Das wirkliche Leben - Adeline Dieudonné

Das wirkliche Leben
von Adeline Dieudonné

Zum Inhalt

Ein bildgewaltiges Familiendrama.

Ein Mädchen ohne Namen hat mir ihre Geschichte erzählt. Eine Geschichte von ihrer Familie, die man als solche eigentlich gar nicht bezeichnen kann. Eine Mutter, die sie mit einer Amöbe vergleicht. Die ängstlich ist und keinerlei Bezug zu ihren Kindern hat. Ihre Ziegen verhätschelt und keinerlei Liebe für ihren Ehemann empfindet. Der Vater liebt das Jagen und Whisky. Zweiteres genießt er vor allem beim Fernsehen. Wenn er länger nicht auf Jagd war, wird das seiner Ehefrau zum Verhängnis.

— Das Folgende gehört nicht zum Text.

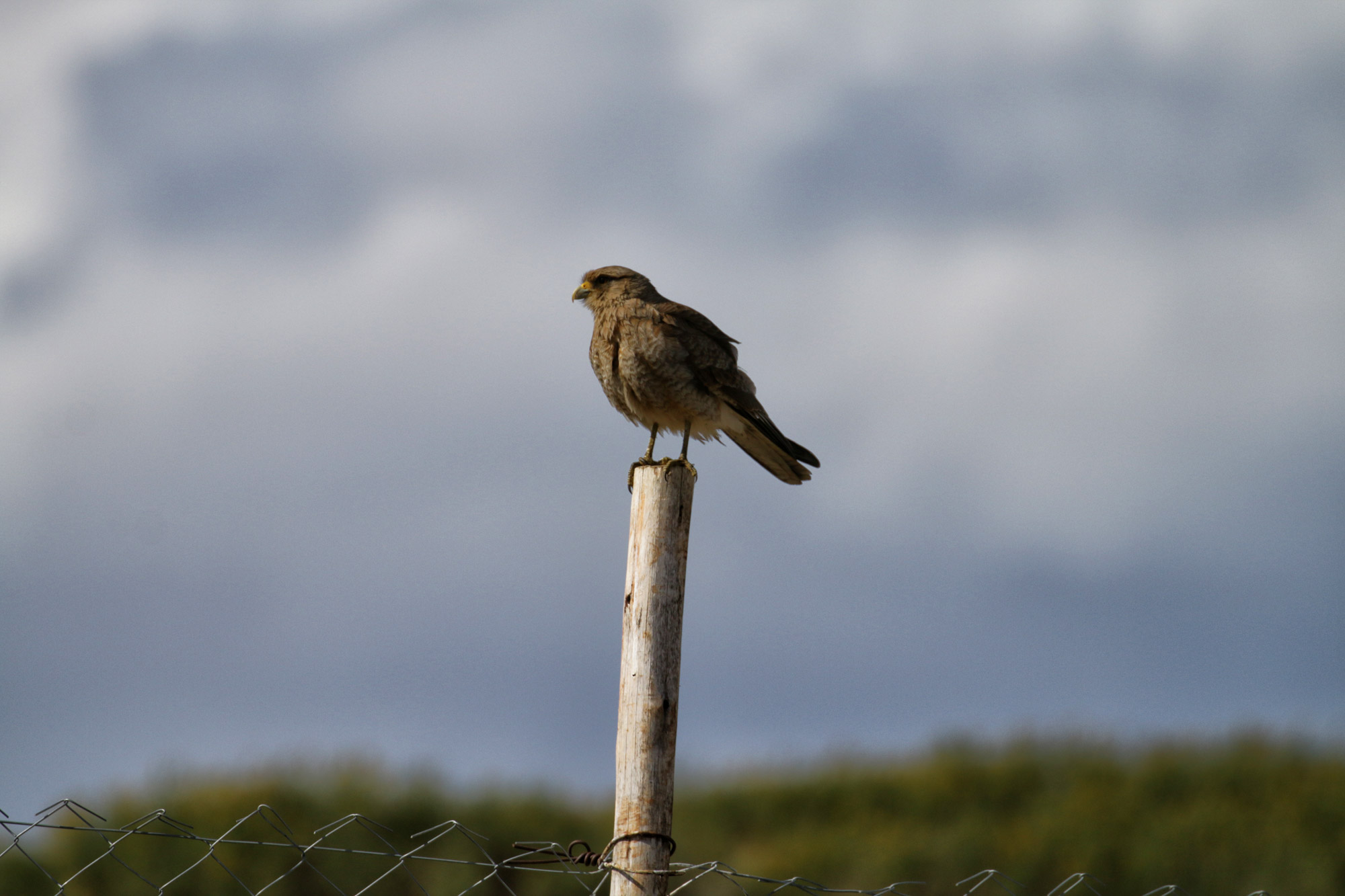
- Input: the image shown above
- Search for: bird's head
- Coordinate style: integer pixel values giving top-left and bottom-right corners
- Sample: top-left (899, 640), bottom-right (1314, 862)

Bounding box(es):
top-left (570, 265), bottom-right (650, 302)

Das 10 jährige Mädchen liebt ihren kleinen Bruder Gilles abgöttisch. Es ist Sommer. Wenn die Melodie des Blumenwalzers erklingt, kommt der Eiswagen. Die Geschwistern freuen sich jeden Abend darauf. Das Mädchen teilt mit dem alten Eisverkäufer ein Geheimnis. Einen Klecks Sahne auf die Eiswaffel lässt sie sich geben. Das darf der Vater nicht wissen. Als beide Kinder Zeuge eines großen Unglücks werden, erlischt das Lachen des kleinen Bruders.

Meine Meinung

Sehr intensiv erzählt das Mädchen von ihrem dramatischen Familienleben. Die Siedlung, in der sie leben, nennt sich *Demo!* Die Häuser haben eine triste Atmosphäre. Nur das ihrer Familie ist etwas größer und verfügt über einen Keller. Mit ihren gerade mal 10 Jahren versucht das Mädchen Gilles Augen wieder zum Leuchten zu bringen. Beide werden älter. Das Mädchen entwickelt sich zu einem hübschen Teenager. Der Bruder wendet sich von ihr ab. Das Mädchen ist sich sicher, dass irgendwo in dem verstörten Jungen noch ihr heiß geliebter Bruder steckt. Das intelligente Mädchen hat einen Plan.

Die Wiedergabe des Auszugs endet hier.